しかし、どこでもセーブのおかげでそういった制限もかなり緩和され、このセーブ&ロード機能と合わせて最大5つの作品を保存できるようになりました。

ゲーム内のセーブ&ロードと比較して、どこでもセーブのほうがすぐにアクセス可能で、ロードもセーブも高速に行えるので基本的にはこちらのほうが使い勝手がいいです。ですが、セーブ&ロードの曲は『マリオメーカー』でもほとんど原曲がそのまま使われているなど、いまでも色褪せない名曲となっているので、たまにはどこでもセーブではなくこっちで保存してみるのもいいかも。

◆実は右クリックでアンドゥできる
先ほど紹介した「巻き戻し」機能があるとはいえ、かならず1手単位で戻せるゲーム内の「アンドゥ」も依然として有用です。しかし、毎回マウスカーソルを犬のほうに持っていってアンドゥをするのはかなり面倒ですよね。

実はこのゲームには右クリックで簡単にアンドゥをできるようにするための“裏技”があります。これはNintendo Classicsの機能ではなく、オリジナル版からあるものです。

ゲームを起動してタイトル画面を開いたら、「MARIO PAINT」と書かれたロゴのうち「N」の文字をクリックしましょう。そうするとスタッフの名前が画面に表示され始めます。
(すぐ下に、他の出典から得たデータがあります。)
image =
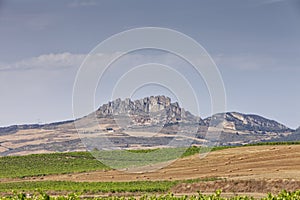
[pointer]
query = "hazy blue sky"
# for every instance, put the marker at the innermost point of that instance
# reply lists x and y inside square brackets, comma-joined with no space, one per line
[255,44]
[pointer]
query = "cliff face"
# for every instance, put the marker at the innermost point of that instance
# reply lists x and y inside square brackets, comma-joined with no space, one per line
[243,122]
[149,110]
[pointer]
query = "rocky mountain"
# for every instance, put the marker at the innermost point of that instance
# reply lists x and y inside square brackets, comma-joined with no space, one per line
[151,122]
[246,122]
[148,111]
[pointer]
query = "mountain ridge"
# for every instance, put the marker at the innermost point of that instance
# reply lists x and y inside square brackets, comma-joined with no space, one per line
[151,122]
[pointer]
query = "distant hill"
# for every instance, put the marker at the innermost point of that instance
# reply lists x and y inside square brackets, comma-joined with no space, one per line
[151,122]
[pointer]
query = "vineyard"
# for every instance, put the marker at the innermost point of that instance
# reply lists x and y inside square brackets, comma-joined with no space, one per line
[245,172]
[284,195]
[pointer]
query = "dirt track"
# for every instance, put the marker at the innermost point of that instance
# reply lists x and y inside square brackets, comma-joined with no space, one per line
[245,163]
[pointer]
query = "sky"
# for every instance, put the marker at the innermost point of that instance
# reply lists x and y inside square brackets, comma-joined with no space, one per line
[254,43]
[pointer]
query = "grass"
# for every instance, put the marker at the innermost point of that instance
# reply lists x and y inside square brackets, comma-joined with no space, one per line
[94,187]
[283,195]
[63,163]
[45,164]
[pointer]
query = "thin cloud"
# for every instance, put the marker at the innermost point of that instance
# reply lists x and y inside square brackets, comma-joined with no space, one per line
[82,3]
[46,61]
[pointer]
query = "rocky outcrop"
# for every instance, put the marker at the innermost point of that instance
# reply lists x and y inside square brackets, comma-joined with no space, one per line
[149,110]
[245,122]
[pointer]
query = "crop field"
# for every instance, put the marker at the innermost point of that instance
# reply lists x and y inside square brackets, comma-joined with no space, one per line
[240,172]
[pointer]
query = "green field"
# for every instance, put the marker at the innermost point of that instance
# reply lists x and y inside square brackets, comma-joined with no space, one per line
[94,187]
[63,163]
[284,195]
[45,164]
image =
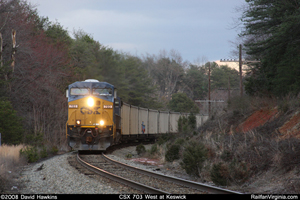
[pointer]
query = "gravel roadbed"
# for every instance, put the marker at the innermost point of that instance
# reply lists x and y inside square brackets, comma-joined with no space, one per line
[58,177]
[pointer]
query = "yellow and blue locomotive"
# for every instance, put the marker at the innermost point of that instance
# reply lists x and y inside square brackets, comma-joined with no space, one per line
[94,121]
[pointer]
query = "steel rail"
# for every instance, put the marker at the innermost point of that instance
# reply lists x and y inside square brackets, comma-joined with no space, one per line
[192,184]
[135,185]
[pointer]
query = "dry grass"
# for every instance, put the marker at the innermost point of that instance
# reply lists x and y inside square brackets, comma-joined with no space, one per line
[9,161]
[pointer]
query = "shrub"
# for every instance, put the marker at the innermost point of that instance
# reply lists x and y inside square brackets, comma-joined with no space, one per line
[129,155]
[30,153]
[54,150]
[153,149]
[172,153]
[164,138]
[10,124]
[43,153]
[179,141]
[220,174]
[140,149]
[194,156]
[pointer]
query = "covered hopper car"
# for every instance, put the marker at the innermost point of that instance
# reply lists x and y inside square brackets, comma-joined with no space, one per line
[98,119]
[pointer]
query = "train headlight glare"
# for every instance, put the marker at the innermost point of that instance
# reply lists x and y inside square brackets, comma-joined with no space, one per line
[101,122]
[90,101]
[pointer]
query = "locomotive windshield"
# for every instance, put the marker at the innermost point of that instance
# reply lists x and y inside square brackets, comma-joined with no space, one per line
[80,91]
[102,92]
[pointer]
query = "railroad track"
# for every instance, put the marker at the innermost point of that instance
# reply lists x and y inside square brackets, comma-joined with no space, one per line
[143,180]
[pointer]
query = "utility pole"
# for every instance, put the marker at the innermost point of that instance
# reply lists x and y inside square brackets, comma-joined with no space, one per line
[209,90]
[13,36]
[240,68]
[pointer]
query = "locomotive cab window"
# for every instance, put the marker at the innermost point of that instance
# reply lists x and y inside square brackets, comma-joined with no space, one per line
[80,91]
[102,92]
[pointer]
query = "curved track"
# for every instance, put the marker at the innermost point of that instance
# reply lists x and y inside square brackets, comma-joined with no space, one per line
[136,178]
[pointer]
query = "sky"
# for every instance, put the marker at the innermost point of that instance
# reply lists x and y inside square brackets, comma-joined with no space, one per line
[199,30]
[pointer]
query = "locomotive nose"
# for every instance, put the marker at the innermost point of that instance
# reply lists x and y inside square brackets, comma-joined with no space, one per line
[90,101]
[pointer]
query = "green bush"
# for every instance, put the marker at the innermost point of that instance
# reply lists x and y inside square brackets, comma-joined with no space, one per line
[140,149]
[43,152]
[54,150]
[172,153]
[187,124]
[179,141]
[10,124]
[220,174]
[129,155]
[194,156]
[153,149]
[30,153]
[164,138]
「PROGRAMMER NORIAKI TERAMOTO」の文字が表示されるまで待ったあとに“右クリックを押しながら”マリオをクリックしてゲームを開始。すると、右クリックでアンドゥが使えるようになりました。

この状態をどこでもセーブで保存しておけば、毎回この操作をしなくてもデフォルトで使えるようになります。
さらに、この状態だとスタンプ作成時に右クリックでスポイトを使うことができるので、上述したメッシュスタンプなどの作成のときに色選択を時短できます。

すでにどこでもセーブで保存しているプロジェクトのデータでも右クリックを使えるようにしたい場合は、ゲーム内のセーブ機能を使ってセーブしたあとに、ソフトをリセット。その後、上述した裏技で右クリックを使えるようにしたあとにロードを行えばOK。その状態をどこでもセーブしてしまえば、制作途中の絵で右クリックによるアンドゥが使えるようになります。

今回はお絵描きをする場合に絞ってTIPSをお届けしましたが、本作にはこれ以外にも「作曲」や「アニメーション」、さらには「ハエたたき」をするミニゲームまで、様々な機能が搭載されています。

当時よりもSNSなどで作品をシェアしやすくなった現代。Nintendo Classicsでの配信を機に『マリオペイント』を遊んでみてはいかがでしょうか。